Previous LGA polling shows that 83 per cent of the population would support a small amount of the existing billions they pay the Treasury each year in fuel duty being reinvested to help councils bring our roads up to scratch.
This would help tackle the damage done to our roads by recent harsh winters and decades of underfunding by successive governments, which has seen the national backlog of road repairs spiral.
The LGA points out that over the remaining years of the decade the Government will invest more than £1.1 million per mile in maintaining national roads - which make up just 3 per cent of all total roads.

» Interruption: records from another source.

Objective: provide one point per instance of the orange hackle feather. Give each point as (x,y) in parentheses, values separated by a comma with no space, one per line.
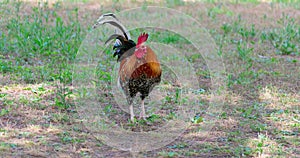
(132,68)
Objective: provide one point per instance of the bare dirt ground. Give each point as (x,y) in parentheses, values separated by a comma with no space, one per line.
(260,119)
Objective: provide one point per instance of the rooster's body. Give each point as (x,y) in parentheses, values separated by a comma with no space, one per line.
(139,69)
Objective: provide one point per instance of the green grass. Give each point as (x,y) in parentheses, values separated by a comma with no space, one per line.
(261,113)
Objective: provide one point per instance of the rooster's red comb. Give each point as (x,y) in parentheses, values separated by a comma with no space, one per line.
(142,38)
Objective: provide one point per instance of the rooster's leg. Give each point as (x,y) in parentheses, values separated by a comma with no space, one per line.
(143,112)
(131,113)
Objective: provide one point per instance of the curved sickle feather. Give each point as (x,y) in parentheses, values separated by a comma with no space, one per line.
(114,36)
(118,25)
(101,20)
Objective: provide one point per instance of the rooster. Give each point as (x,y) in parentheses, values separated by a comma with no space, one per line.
(140,70)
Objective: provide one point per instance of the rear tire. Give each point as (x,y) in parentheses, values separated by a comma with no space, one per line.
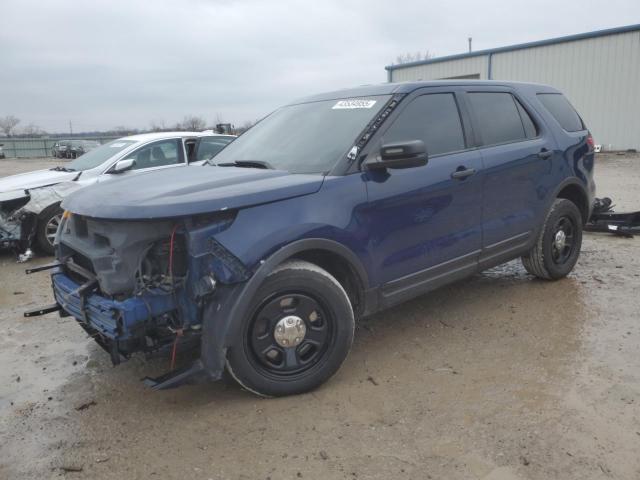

This level of investment contrasts starkly with the £27,000 per mile investment in maintaining local roads, which are controlled by councils and make up 97 per cent of England's road network. This gulf in funding puts the country's businesses at a competitive disadvantage and provides poor value for money, argues the LGA. Virtually every "national" journey starts and ends locally, which means the road network is not working for people in their corner of the country.
Cllr Martin Tett, LGA Transport spokesman, said:
"This year could be a tipping point year regarding potholes and councils, who have experienced significant budget reductions, now face the looming prospect of a bill of £14 billion to bring the nation's roads up to scratch.
"It is wrong and unfair that the Government allocates almost 40 times more to maintaining national roads, which it controls, compared with local roads, which are overseen by councils. It is paramount this funding discrepancy is swiftly plugged.
"It is becoming increasingly urgent to address the roads crisis we face as a nation. Councils fixed a pothole every 15 seconds again last year despite significant budget reductions leaving them with less to spend on fixing our crumbling roads. Local authorities are proving remarkably efficient in how they use this diminishing funding pot but they remain trapped in a frustrating cycle that will only ever leave them able to patch up our deteriorating roads.
"Councils share the frustration of motorists having to pay to drive on roads that are often inadequate. Our polling has shown that 83 per cent of the population would support a small amount of the existing billions they pay the Treasury each year in fuel duty being reinvested to help councils bring our roads up to scratch.
"Our roads crisis is only going to get worse unless we address it as a national priority. The Government's own traffic projections predict a potential increase in local traffic of up to 55 per cent by 2040. Councils desperately need long-term and consistent funding to invest in the resurfacing projects which our road network desperately needs over the next decade.
"Motorists pay billions to the Treasury each year in fuel duty when they fill up their car at the pumps only to then have to drive on roads that are decaying after decades of underfunding. They deserve roads fit for the 21st century."
Notes to editors
- Key findings of the 2016 ALARM survey, an annual survey of highway bosses in England carried out by the Asphalt Industry Alliance (AIA), are:
- Councils fixed almost 2 million potholes in the last 12 months. On average each local authority fixed 12,000 potholes last year
- It would take 14 years to clear the repair backlog and it would take 65 years to resurface our entire road network. A similar survey by the AIA in 2006 showed the maintenance backlog was 10.9 years. This figure, and the 2016 figure, excludes London.
- The average highway maintenance budget per local authority has fallen by 16 per cent.
- The average English authority faces a £69 million estimated one-time cost to brings its road up to a reasonable condition.
- A previous LGA survey found 83 per cent of those polled would support a move to reinvest a proportion of existing fuel duty back into local areas to help bring our roads up to scratch
- The latest government projections show up to 55 per cent increase in traffic by 2040.